RAG (Retrieval-Augmented Generation) : le guide complet pour comprendre cette technologie clé de l’IA

Un modèle de langage entraîné sur des milliards de tokens peut ignorer ce qui s’est passé la semaine dernière. C’est la contradiction centrale de l’IA générative – et c’est exactement ce que le RAG a été conçu pour résoudre.

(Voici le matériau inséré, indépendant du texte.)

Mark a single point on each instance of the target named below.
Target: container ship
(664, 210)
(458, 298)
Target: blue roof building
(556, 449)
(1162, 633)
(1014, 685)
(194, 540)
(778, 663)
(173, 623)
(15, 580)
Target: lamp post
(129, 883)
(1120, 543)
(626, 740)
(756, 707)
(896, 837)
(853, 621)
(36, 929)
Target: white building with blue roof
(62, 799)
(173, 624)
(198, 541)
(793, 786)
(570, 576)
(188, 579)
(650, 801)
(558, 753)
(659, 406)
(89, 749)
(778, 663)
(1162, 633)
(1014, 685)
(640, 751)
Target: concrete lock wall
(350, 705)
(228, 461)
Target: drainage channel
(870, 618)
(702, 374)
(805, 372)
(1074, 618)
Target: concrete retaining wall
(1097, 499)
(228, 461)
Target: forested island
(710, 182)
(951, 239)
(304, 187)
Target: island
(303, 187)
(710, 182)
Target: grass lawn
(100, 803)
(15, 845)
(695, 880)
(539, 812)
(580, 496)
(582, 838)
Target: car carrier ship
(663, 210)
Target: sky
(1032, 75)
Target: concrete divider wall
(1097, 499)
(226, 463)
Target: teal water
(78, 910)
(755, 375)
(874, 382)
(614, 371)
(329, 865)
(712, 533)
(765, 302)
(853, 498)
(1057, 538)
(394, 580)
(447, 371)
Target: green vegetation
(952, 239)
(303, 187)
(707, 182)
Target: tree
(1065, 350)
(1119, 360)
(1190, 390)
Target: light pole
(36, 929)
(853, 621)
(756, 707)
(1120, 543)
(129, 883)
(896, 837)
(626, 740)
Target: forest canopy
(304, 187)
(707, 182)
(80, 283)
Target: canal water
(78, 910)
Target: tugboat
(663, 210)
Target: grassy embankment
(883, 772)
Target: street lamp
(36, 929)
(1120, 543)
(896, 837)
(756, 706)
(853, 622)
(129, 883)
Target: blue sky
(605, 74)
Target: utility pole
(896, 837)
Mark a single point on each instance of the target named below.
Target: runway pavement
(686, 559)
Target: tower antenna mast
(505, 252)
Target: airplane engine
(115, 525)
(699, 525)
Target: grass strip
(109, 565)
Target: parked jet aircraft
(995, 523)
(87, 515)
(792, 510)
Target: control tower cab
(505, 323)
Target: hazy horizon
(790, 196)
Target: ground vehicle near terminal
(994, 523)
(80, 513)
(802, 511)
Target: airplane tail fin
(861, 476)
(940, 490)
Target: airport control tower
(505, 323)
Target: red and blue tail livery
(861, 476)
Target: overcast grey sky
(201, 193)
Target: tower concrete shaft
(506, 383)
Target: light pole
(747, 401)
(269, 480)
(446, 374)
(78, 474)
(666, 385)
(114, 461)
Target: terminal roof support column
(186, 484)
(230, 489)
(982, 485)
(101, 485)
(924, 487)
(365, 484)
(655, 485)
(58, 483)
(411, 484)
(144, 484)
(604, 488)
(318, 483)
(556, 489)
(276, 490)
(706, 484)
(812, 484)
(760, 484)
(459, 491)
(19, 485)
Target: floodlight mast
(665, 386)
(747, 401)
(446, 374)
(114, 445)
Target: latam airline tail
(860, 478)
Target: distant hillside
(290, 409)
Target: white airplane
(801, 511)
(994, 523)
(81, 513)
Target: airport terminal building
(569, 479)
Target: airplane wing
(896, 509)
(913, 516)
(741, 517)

Depuis 2020, cette architecture redefinie la façon dont les entreprises déploient des systèmes d’IA sur leurs propres données.

Définition et origine du RAG : qu’est-ce que la Retrieval-Augmented Generation?

Le terme RAG – pour Retrieval-Augmented Generation – désigne une technique qui permet à un grand modèle de langage (LLM) d’aller chercher des informations dans des sources externes avant de générer sa réponse.

L’acronyme est apparu pour la première fois dans un article de recherche publié en 2020 : Retrieval-Augmented Generation for Knowledge-Intensive Tasks, signé par Facebook AI Research (devenu Meta AI), en collaboration avec University College London et New York University.

Le lead author de ce papier est Patrick Lewis. L’équipe y décrivait le RAG comme un « general-purpose fine-tuning recipe » – une recette d’ajustement généraliste applicable à une large gamme de tâches nécessitant des connaissances précises et actualisées.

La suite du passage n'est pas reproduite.